Né en 1946, l’année même où La Réunion devenait département français, Michel Folio appartenait à cette génération de juristes qui refusèrent de voir le droit s’exercer comme un outil de soumission ou un simple calque de la métropole. Dès son retour au pays après ses premières armes au barreau de Paris, il choisit son camp : celui des travailleurs, des militants, des planteurs et de toutes les voix qu’on tentait de faire taire.
Le bouclier de la presse libre et de la parole réunionnaise
Pendant les décennies d’affrontements politiques majeurs, lorsque le pouvoir étatique usait de la censure et des saisies pour étouffer l’opposition, Michel Folio s’est imposé comme le gardien naturel de la liberté d’expression. Face aux nombreuses poursuites visant les journaux engagés — et en premier lieu « Témoignages » —, il ne se contentait pas de plaider le fond avec l’éloquence qu’on lui connaissait.
En véritable orfèvre du droit de la presse et de la loi de 1881, il débusquait avec une précision d’horloger le moindre vice de forme, la plus petite faille dans la rédaction des citations ou le dépassement des délais de prescription pour faire annuler les procédures. Face aux accusations de diffamation orchestrées pour asphyxier la presse d’opinion, il a méthodiquement construit devant les juges la démonstration de la bonne foi journalistique et de l’intérêt général d’informer le peuple réunionnais. Les exemplaires de journaux saisis sur les quais ou dans les imprimeries trouvaient en lui un défenseur acharné, dénonçant sans relâche les voies de fait administratives.
Une ingénierie de la procédure au service du mouvement social
Au-delà de la presse, c’est toute sa pratique du prétoire qui a fait école. Bâtonnier respecté, fondateur de l’Union des Jeunes Avocats à La Réunion, il a enseigné à toute une génération que la meilleure façon de défendre une cause noble consistait à être irréprochable sur la technique juridique.

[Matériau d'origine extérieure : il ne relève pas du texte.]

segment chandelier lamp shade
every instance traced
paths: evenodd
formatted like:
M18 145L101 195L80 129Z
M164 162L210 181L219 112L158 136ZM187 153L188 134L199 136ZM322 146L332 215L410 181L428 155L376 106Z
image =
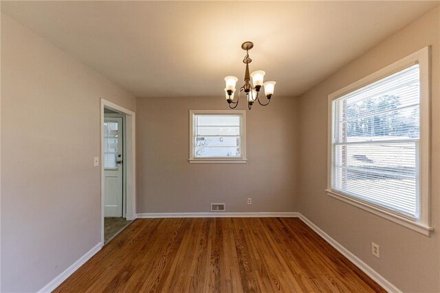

Avocat du Parti Communiste Réunionnais, de la CGTR, de la CGPER, des acteurs du mouvement social et des accusés des Procès du Chaudron en 1991, il usait des nullités de garde à vue et des règles de la procédure pénale comme de véritables barrages contre l’arbitraire. Pour Michel Folio, chaque vice de procédure soulevé in limine litis n’était pas un simple jeu d’avocat, mais un rappel intransigeant à l’État de droit : nul ne peut juger un homme ou un mouvement sans respecter la légalité la plus stricte.
Une parole d’assises et de combat en héritage
Du Palais de justice de Saint-Denis aux réunions populaires de quartier, Michel Folio portait la même dignité, la même exigence et le même mépris des courbettes. Pour lui, la robe n’était pas un costume d’ostentation, mais l’armure indispensable de ceux qui n’ont que le droit pour se défendre.
Rendre hommage à sa mémoire dans les colonnes de « Témoignages », c’est saluer l’alliance rare entre une fidélité politique sans concession et une orfèvrerie juridique hors pair. C’est se souvenir de l’écho de sa voix faisant trembler les travées du tribunal lors des procès politiques ou des audiences de censure, lorsqu’il martelait aux juges cette vérité fondamentale :
« Vous n’enfermez pas une idée entre quatre murs, et vous ne réduirez pas au silence un peuple qui demande justice. Ce que vous appelez un délit de presse ou un trouble à l’ordre public n’est que le cri de la dignité réunionnaise. Si la loi doit régir la cité, elle doit d’abord protéger le faible contre l’arbitraire du puissant. C’est cela, et rien d’autre, le sens de notre serment. »
Son nom demeure gravé parmi ceux des grands Réunionnais qui ont utilisé le savoir et l’éloquence non comme des privilèges, mais comme de puissants leviers d’émancipation collective.